Personalvertreter drohte mit Streik bei Tyrolean

Die Aktionäre der Fluggesellschaft Austrian Airlines AG (AUA) haben am späten Mittwochabend nach einer knapp sechsstündigen Sitzung alle Tagesordnungspunkte wie vorgesehen verabschiedet und den Vorstand entlastet.
Beschlossen wurde die Ausschüttung einer Dividende von 0,30 Euro nach 0,51 Euro im Jahr davor, "um die für den weiteren Ausbau der Gruppe erforderliche Basis nicht zu belasten". Mittelfristig will die AUA aber an die höheren Dividenden der vergangenen Jahre anschließen.

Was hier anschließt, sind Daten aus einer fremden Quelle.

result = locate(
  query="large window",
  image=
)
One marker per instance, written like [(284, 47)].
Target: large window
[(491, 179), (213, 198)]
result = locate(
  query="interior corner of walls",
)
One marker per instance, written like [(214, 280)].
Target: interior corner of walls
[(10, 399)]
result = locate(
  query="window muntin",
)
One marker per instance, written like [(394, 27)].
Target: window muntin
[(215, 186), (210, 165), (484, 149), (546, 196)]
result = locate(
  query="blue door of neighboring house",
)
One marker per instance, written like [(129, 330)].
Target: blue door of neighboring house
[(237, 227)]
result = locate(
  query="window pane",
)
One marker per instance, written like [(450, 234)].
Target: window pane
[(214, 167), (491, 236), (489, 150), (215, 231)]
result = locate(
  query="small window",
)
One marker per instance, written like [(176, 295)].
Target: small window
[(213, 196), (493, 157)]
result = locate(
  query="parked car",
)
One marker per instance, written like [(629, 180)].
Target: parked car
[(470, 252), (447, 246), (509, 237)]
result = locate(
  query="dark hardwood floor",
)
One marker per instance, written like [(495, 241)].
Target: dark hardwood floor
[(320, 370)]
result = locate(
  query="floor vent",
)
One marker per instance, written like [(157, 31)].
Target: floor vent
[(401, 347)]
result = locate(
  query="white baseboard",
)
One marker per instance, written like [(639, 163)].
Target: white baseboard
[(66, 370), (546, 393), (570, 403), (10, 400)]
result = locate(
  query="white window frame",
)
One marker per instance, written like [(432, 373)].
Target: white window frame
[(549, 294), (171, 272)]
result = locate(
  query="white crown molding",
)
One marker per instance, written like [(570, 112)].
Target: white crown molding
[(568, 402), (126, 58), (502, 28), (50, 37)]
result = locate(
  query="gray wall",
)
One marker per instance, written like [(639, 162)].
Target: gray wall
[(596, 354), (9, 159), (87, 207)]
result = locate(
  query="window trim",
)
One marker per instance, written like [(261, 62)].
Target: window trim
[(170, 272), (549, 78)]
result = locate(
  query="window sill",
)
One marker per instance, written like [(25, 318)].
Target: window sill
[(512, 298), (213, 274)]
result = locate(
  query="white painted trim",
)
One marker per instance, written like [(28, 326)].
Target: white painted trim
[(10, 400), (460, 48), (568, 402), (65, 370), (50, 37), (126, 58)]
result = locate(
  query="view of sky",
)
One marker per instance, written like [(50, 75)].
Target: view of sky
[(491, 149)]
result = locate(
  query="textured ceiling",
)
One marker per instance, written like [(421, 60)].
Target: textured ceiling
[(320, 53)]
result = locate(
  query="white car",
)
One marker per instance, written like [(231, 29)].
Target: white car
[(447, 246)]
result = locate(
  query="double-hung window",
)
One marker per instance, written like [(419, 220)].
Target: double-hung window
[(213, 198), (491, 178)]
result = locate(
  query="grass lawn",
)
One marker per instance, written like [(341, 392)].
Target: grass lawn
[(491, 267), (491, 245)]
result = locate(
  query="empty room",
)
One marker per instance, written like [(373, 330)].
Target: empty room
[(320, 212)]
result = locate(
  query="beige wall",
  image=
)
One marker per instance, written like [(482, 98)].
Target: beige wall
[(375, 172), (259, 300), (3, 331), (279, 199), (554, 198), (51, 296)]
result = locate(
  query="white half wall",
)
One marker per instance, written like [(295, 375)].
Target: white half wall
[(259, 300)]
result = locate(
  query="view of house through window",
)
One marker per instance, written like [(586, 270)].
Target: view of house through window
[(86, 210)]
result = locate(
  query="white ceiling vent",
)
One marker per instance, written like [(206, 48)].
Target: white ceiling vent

Insgesamt werden 10,2 Mill. Euro (140 Mill. S) aus dem Bilanzgewinn von 10,4 Mill. Euro ausgeschüttet.
Streik auch bei der AUA?
Aufhorchen ließ ein Personalvertreter der AUA-Tochter Tyrolean Airways, der in seiner Wortmeldung offen mit einem Streik im Juli drohte, falls bei den laufenden Kollektivvertrags-Verhandlungen zwischen Bordpersonal und Management keine Einigung erreicht werde. Die AUA-Vorstände Mario Rehulka und Herbert Bammer erklärten sich formal nicht zuständig, die Gespräche seien Kompetenz des Tyrolean-Managements.
Helmut Draxler wird nicht AUA-Chef
AUA-Aufsichtsratschef Johannes Ditz unterstrich erneut, dass das Vorstandsduo das Vertrauen des AR genieße. Er habe es "satt", ständig diesbezügliche Gerüchte zu kommentieren. Im "Standard" kolportierte Pläne, den scheidenden ÖBB-Generaldirektor Helmut Draxler als AUA-Vorstandsvorsitzenden in der AUA zu installieren, wies Ditz zurück: daran sei "derzeit" absolut nichts Wahres. Für die Zukunft schloss er Veränderungen im Vorstand aber nicht aus.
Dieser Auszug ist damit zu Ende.